熊本地震「水を届けて」の声に「自分で動ける人は、自ら取りに行って」 八代・小野泰輔市長が訴えたボトルネック

   熊本県八代市の小野泰輔市長が2026年8月1日、市に寄せられた「水がないので届けてほしい」との声に対する思いをXにつづった。

  • 地震は八代市に大きな被害をもたらした。写真は石垣が崩れた八代城の様子(写真:ロイター/アフロ)
    地震は八代市に大きな被害をもたらした。写真は石垣が崩れた八代城の様子(写真:ロイター/アフロ)
  • 小野泰輔市長のXの呼びかけ。共感の声が相次いでいる
    小野泰輔市長のXの呼びかけ。共感の声が相次いでいる
  • 地震は八代市に大きな被害をもたらした。写真は石垣が崩れた八代城の様子(写真:ロイター/アフロ)
  • 小野泰輔市長のXの呼びかけ。共感の声が相次いでいる

「問題は配送する人と車両なのです」

   28日16時27分頃、熊本県熊本地方を震源とする地震が発生した。マグニチュード(速報値)は7.1、震源の深さは約10キロで、宇城市と氷川町で震度7を観測した。

   小野氏は1日、「先ほど支援に入っていただいているある機関から、私のところへ『水がないので届けてほしい』との連絡がありましたが、自分で取りに行ってくださいと申し上げました」と報告した。

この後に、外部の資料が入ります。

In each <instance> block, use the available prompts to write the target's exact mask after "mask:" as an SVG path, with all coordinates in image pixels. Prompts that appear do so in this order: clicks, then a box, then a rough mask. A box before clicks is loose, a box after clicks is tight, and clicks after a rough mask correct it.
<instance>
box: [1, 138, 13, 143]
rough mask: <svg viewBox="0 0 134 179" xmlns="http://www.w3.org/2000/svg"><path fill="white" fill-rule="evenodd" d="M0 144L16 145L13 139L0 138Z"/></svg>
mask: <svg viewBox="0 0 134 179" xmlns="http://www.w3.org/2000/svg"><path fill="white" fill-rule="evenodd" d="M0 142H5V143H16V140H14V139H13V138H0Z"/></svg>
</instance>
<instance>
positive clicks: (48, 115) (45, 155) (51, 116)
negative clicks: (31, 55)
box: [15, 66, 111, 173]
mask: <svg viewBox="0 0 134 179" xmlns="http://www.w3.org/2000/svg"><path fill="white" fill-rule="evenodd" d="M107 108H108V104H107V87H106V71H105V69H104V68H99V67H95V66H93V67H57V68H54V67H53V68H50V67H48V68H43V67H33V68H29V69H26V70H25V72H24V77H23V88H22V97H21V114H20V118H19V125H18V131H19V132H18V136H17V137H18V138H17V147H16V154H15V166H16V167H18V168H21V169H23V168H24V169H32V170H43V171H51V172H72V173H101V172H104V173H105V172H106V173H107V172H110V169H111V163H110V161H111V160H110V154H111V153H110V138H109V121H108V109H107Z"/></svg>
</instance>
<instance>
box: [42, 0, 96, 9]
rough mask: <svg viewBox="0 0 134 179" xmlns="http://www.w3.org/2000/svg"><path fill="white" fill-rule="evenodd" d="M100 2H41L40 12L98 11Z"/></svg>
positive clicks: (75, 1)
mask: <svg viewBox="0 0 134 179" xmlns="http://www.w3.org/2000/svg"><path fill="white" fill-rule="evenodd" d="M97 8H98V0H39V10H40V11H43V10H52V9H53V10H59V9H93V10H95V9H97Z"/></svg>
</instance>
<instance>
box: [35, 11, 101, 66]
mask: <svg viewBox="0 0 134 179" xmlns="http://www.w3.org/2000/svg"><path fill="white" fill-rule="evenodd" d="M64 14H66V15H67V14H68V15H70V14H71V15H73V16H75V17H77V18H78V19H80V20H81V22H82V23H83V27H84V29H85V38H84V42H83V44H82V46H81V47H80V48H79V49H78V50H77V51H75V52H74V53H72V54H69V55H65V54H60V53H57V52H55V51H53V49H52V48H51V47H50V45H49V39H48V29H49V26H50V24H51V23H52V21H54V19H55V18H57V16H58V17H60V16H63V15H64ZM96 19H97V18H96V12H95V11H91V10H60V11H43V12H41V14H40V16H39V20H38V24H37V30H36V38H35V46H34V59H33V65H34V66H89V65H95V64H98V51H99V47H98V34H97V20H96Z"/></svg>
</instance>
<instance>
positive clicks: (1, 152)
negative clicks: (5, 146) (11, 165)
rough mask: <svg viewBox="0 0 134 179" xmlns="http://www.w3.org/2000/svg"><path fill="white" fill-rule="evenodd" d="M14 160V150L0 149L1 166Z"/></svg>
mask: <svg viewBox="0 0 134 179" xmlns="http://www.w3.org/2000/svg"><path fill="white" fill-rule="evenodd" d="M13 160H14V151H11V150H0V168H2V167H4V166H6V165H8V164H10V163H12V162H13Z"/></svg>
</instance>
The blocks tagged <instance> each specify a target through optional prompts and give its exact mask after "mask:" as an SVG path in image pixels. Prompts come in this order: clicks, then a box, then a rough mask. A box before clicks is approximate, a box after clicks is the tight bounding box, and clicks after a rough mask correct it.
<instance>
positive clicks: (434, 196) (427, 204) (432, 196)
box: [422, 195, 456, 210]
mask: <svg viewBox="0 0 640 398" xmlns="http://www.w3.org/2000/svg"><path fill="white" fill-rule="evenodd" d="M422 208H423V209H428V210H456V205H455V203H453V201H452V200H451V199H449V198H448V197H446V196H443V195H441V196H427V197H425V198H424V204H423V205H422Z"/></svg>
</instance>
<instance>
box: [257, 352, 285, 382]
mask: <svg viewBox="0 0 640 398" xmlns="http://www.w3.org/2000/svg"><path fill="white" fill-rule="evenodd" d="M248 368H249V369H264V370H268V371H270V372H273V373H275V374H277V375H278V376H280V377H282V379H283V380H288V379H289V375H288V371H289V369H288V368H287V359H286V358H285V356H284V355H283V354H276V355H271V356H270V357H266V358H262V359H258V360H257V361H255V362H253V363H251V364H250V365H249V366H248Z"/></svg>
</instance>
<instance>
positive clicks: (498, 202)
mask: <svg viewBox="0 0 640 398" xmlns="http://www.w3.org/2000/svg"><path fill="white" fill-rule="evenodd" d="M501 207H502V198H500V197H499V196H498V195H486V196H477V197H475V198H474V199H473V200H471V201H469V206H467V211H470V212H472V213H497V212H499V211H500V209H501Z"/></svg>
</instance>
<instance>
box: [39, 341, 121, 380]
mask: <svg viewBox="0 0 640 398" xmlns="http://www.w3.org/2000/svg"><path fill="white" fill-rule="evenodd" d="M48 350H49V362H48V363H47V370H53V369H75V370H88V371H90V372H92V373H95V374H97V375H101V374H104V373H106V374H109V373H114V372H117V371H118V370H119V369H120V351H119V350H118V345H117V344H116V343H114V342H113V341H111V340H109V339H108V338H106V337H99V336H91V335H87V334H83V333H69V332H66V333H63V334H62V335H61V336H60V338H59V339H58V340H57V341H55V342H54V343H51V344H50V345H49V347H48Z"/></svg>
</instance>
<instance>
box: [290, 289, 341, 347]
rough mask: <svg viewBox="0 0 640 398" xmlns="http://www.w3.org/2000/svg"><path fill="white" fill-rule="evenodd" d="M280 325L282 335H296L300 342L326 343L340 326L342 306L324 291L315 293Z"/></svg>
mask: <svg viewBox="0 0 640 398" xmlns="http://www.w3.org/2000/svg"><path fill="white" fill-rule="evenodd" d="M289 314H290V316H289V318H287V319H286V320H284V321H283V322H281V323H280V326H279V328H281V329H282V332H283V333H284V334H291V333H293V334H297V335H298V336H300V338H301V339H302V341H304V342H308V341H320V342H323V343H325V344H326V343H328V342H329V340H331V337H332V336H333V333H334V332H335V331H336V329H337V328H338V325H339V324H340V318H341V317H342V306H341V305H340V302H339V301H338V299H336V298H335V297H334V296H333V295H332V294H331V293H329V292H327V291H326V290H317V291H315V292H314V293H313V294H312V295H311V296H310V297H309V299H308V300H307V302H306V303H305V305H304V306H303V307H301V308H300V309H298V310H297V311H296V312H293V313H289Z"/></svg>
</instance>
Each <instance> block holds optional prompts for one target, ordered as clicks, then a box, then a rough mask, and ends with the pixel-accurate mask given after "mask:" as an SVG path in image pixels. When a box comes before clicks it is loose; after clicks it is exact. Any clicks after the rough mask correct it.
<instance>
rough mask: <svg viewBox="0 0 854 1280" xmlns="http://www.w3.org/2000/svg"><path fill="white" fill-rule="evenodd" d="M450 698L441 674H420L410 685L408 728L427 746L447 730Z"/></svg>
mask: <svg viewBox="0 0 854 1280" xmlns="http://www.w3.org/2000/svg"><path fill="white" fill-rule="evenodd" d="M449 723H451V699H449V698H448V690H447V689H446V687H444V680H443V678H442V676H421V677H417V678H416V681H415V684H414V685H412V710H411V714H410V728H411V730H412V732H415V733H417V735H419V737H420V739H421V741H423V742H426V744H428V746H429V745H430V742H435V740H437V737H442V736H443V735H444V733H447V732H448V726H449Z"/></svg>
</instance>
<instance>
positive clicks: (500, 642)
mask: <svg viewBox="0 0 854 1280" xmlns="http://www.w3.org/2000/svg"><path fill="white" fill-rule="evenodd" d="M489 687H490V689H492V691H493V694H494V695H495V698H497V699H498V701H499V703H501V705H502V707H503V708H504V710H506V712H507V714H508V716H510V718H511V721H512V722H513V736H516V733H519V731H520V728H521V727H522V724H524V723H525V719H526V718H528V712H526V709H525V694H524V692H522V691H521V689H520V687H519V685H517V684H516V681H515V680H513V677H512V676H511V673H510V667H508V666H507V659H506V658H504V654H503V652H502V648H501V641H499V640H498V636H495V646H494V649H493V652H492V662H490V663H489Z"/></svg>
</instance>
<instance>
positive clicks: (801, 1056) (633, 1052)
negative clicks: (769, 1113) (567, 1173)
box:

   「トヨオカ地建アリーナなど、物資拠点にはたくさん水など集まっています。問題は配送する人と車両なのです」と説明し、「自分で動ける人は、自ら取りに行っていただきたいと思います」と呼びかけた。

   「届ける対象は、自分で物資を取りに行けないお年寄りや、幼いお子さんを抱えているお母さんなどです」という。

   小野氏は「皆でやれることをやって乗り切ってまいりましょう」とし、「ご理解とご協力お願い申し上げます」とつづった。

「自己完結型で自主的に実施していただきますよう」

   今回水の配達の要請があったのは、「支援に入っていただいているある機関」だとした小野氏。個人ではなく、支援団体からの依頼だったという。

   一方、八代市では市の公式サイトでも「炊き出し支援をご検討いただいている皆様へ」とのお知らせを公開。支援団体に対し、「自己完結型」での活動を行うようアナウンスしている。

   「炊き出しを実施される場合は、実施団体において会場との調整、資機材の確保、衛生管理及び運営を含め、自己完結型で自主的に実施していただきますようお願いいたします」

   小野氏の訴えには、「それぞれに事情があるから、お互い譲り合うことも大事ですね」「支援団体は自分で動くことが当然だ」といった声が上がった。

   日本維新の会の松野明美参院議員も、「現場の大切なメッセージです」と反応。

   「自分で取りに行ける方が動くことで、本当に支援が必要な方へ物資が届きます。一人ひとりの行動が、大きな支えになります。みんなで力を合わせ、この困難を乗り越えましょう」とした。

   内閣府副大臣や復興大臣政務官などを歴任した自民党の務台俊介元衆院議員は、「支援機関であれば自律行動が必要ですね。地元の負担になる行動は控えないと。市長の返答は正しい」とつづっていた。